Within the Canadian healthcare system, there are generally three types of facilities that provide stroke services. The CSS categorizes these as comprehensive stroke centres, centres providing intermediate stroke services, and centres lacking specialized stroke resources.
Comprehensive stroke centres have specialized resources and personnel available 24 hours a day, 365 days a year to assess and manage stroke patients. These facilities have established written stroke protocols for emergency services; in-hospital acute care and rehabilitation; the ability to offer thrombolytic therapy to suitable ischemic stroke patients; timely neurovascular imaging and expert interpretation; and coordinated processes for patient transition to ongoing rehabilitation, secondary prevention, and community reintegration services. Comprehensive stroke centres have neurosurgical facilities and interventional radiology services, and play a leadership role in establishing partnerships with other hospitals to support stroke services. As a rule, comprehensive stroke centres also have a performance measurement system in place to monitor the quality of stroke care and patient outcomes.

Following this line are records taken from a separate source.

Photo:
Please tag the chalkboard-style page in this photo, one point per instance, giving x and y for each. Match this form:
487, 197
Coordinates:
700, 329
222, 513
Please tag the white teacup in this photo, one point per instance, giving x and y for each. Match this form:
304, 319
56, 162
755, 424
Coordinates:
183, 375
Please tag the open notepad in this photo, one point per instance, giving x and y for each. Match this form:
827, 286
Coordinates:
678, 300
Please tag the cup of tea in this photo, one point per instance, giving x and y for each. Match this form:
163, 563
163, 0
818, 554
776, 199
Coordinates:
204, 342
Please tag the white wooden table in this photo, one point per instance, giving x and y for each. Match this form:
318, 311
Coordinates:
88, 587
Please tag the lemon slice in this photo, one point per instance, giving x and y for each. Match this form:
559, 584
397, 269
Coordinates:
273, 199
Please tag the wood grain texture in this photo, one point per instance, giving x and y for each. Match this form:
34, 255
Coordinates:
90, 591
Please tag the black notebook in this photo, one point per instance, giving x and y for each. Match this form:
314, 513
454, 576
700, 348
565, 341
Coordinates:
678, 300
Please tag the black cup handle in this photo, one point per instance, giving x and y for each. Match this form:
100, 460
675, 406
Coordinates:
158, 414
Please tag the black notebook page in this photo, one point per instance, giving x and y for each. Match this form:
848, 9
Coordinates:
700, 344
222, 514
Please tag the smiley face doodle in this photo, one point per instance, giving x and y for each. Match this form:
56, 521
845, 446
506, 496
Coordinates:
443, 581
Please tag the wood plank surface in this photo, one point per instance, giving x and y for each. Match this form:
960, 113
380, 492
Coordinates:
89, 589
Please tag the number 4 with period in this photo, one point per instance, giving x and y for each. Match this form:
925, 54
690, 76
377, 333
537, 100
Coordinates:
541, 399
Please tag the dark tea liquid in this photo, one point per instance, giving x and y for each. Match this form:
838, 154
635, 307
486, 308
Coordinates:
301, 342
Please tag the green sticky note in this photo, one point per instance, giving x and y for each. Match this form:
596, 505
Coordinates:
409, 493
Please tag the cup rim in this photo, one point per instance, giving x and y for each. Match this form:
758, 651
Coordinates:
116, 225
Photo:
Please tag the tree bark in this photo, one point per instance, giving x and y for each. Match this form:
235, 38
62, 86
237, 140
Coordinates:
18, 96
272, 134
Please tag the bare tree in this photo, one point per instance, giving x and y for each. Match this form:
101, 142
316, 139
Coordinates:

Centres providing intermediate stroke services are staffed with on-site clinicians who have stroke expertise. These centres have written stroke protocols for emergency services, acute care and/or rehabilitation; the ability to offer thrombolytic therapy to suitable ischemic stroke patients or protocols to transfer appropriate patients to a comprehensive stroke centre; timely neurovascular imaging and timely access to expert interpretation on-site or through the use of telemedicine technology; and coordinated processes for patient transition to ongoing rehabilitation and secondary prevention services. Centres providing intermediate stroke services may use telemedicine technology to access stroke expertise from a comprehensive stroke centre to support early management of acute stroke patients.
Centres lacking specialized stroke resources do not have in-facility resources such as clinicians with stroke expertise or neuroimaging. It is important that these centres establish written agreements for timely transfer of stroke patients to centres with higher levels of stroke care.
A glossary of terms and definitions can be found in Appendix 5.